Clinicians should know about this interaction and bear it in mind when adding sodium valproate to clozapine treatment. Clozapine treatment is, in clinical practice, often of “last resort” and its discontinuation should therefore be avoided if in any way possible.

If valproate is added and ANC starts to decline, clinicians should consider withdrawing valproate in early stages, to avoid further decline of ANC and the subsequent discontinuation of clozapine.

Published literature indicates that off-label re-challenge could be attempted in some cases of prior neutropenia,[6,14] for example, when non-clozapine causes have been identified and eliminated, and that re-challenge could be successful in approximately two thirds of such cases.[14,15] However, it has also been reported that neutropenia related to re-challenge tends to be more severe than the initial neutropenia, and that the risk of developing agranulocytosis is 22 times higher when re-challenged with clozapine after neutropenia, than with first introduction. Re-challenge with clozapine after a neutropenic event is in other words not without risks—as this case report clearly states.

The Australian summary of product characteristics (SPC) for sodium valproate already informs that valproate may potentiate clozapine and vice versa, due to competitive protein binding.
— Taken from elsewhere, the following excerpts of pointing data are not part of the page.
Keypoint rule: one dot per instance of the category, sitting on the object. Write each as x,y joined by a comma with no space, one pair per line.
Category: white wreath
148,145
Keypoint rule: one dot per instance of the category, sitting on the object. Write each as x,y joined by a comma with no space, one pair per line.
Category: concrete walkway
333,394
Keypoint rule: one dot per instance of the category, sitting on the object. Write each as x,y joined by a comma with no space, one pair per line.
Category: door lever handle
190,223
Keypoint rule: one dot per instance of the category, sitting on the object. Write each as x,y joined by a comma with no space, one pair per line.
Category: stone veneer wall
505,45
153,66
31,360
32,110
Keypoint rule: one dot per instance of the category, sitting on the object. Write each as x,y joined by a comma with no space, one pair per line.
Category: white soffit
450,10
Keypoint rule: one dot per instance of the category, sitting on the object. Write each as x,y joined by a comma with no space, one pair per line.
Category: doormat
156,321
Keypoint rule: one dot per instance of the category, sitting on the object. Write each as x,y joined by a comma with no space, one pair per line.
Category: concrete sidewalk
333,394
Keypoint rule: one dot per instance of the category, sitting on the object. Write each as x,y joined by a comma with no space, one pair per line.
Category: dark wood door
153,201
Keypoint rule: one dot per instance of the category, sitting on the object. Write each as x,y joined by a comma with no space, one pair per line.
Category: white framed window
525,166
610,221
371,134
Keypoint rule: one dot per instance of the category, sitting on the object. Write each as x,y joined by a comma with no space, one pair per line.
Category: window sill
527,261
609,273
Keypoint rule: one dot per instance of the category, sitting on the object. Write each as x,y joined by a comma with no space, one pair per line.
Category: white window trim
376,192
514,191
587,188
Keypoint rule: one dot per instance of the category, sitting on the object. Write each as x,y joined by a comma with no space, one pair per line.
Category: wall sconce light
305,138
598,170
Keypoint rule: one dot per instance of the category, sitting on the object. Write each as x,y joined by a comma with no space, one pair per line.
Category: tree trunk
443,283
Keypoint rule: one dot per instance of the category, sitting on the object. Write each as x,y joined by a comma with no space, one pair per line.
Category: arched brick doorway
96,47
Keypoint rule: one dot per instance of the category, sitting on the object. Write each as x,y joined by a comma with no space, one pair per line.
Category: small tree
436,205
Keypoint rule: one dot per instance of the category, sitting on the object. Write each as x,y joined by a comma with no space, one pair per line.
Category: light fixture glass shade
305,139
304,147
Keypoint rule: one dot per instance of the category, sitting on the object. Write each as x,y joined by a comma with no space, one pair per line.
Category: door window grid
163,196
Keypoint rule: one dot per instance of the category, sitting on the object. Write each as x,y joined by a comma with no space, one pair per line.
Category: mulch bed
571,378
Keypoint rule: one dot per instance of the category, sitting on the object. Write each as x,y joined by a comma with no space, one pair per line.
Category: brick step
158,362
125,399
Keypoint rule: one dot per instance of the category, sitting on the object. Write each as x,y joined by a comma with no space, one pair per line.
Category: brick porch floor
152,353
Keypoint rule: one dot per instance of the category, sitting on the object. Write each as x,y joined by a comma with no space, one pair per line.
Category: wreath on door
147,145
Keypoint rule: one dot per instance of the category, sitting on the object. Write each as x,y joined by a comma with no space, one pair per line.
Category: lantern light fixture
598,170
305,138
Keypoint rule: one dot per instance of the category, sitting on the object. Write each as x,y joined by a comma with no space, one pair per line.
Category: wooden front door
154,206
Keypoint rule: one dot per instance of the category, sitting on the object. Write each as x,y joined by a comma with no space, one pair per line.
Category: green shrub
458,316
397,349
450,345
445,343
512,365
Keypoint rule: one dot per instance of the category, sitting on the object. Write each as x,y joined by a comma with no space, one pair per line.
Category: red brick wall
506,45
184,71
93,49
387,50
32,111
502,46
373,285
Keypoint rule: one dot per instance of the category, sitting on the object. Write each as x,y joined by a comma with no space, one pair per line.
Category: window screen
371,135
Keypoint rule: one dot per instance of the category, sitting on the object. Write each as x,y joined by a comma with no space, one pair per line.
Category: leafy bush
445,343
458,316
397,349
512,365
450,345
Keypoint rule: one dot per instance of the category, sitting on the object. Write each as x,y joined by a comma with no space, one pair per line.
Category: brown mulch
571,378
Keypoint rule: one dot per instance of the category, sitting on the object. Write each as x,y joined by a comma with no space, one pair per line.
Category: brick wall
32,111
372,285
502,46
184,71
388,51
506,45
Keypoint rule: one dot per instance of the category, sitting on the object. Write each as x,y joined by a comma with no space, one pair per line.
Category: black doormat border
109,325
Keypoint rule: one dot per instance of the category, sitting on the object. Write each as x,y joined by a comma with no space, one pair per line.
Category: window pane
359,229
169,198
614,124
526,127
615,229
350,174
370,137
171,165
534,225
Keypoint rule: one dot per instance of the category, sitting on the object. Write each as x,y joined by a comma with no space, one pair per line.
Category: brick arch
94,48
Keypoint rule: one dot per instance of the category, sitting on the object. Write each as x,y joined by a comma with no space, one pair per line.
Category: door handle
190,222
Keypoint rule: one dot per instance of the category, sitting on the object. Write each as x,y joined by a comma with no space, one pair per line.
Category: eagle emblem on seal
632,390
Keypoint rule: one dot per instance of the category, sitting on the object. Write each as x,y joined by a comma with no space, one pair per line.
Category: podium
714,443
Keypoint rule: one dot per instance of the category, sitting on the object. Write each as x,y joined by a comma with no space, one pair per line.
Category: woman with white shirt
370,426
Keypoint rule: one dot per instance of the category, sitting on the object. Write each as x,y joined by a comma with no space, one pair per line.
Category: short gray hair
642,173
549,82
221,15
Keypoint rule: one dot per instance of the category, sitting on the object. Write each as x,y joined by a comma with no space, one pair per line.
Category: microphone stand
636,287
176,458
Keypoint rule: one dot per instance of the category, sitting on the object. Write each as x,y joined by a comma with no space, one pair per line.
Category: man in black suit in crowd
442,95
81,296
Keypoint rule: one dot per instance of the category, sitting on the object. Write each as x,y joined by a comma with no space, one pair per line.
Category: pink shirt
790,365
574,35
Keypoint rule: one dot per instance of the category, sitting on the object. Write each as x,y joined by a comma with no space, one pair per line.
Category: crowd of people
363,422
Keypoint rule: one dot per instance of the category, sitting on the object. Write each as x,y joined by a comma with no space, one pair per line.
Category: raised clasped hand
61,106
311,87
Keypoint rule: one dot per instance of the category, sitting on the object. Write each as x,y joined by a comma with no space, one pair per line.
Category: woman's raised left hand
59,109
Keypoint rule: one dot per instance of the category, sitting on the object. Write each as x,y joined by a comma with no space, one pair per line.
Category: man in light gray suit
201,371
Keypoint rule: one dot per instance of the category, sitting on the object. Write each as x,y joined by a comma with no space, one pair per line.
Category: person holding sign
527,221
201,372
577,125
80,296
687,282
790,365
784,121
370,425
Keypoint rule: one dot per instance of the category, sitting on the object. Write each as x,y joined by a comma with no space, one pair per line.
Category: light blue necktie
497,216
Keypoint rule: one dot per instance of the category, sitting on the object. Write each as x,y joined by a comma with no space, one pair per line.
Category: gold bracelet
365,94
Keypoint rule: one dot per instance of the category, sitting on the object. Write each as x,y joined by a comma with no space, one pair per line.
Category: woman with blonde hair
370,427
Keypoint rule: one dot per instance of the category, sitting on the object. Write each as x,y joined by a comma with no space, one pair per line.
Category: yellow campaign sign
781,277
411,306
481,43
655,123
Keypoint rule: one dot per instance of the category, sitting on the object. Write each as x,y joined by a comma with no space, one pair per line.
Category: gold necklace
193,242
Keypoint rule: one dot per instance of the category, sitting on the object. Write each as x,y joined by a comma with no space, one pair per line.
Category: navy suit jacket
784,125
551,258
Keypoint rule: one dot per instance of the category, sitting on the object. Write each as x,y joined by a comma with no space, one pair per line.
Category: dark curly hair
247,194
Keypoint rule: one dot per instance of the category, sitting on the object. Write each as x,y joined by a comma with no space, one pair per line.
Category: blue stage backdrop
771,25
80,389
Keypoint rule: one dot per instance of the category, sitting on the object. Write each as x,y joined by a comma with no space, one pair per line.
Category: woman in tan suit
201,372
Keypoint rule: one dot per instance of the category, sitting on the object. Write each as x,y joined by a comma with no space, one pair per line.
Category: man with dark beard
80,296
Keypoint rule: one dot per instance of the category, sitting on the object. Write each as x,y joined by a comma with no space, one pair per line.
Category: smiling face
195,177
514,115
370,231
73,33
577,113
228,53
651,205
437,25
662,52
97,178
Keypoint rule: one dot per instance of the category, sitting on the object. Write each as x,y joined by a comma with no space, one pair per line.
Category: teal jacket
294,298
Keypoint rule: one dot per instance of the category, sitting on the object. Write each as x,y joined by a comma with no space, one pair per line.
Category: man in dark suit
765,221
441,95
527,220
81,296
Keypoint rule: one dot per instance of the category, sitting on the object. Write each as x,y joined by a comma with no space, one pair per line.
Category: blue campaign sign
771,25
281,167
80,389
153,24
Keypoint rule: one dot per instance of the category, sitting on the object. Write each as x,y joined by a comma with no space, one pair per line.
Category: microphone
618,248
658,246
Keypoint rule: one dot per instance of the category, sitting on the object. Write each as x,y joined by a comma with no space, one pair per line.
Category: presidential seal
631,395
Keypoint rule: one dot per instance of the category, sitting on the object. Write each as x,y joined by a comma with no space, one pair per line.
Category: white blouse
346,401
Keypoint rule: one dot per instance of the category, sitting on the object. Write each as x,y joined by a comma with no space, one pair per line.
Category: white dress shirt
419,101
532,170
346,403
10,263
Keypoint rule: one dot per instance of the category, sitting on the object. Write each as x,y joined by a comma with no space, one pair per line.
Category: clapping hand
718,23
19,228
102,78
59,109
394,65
We are not aware of any other SPCs that inform about the interaction, neither SPCs for sodium valproate nor SPCs for clozapine. Perhaps it is time for this knowledge to be disseminated into clinical practice, thus reducing the risk of clozapine-sodium valproate related adverse events.

Conclusion

Valproate is a widely used augmentation to clozapine treatment. However, the risk of developing clozapine-related neutropenia seems to increase with the concurrent use of sodium valproate—even if sodium valproate is added late in clozapine treatment. Clinical awareness of the interaction is needed to reduce both the risk of drug-related adverse events and unfortunate clozapine discontinuations with uncertain re-challenge potential. This case report highlights such clinical implications of adding sodium valproate to established clozapine treatment, thus making it a valuable tool for the warranted knowledge dissemination into clinical practice.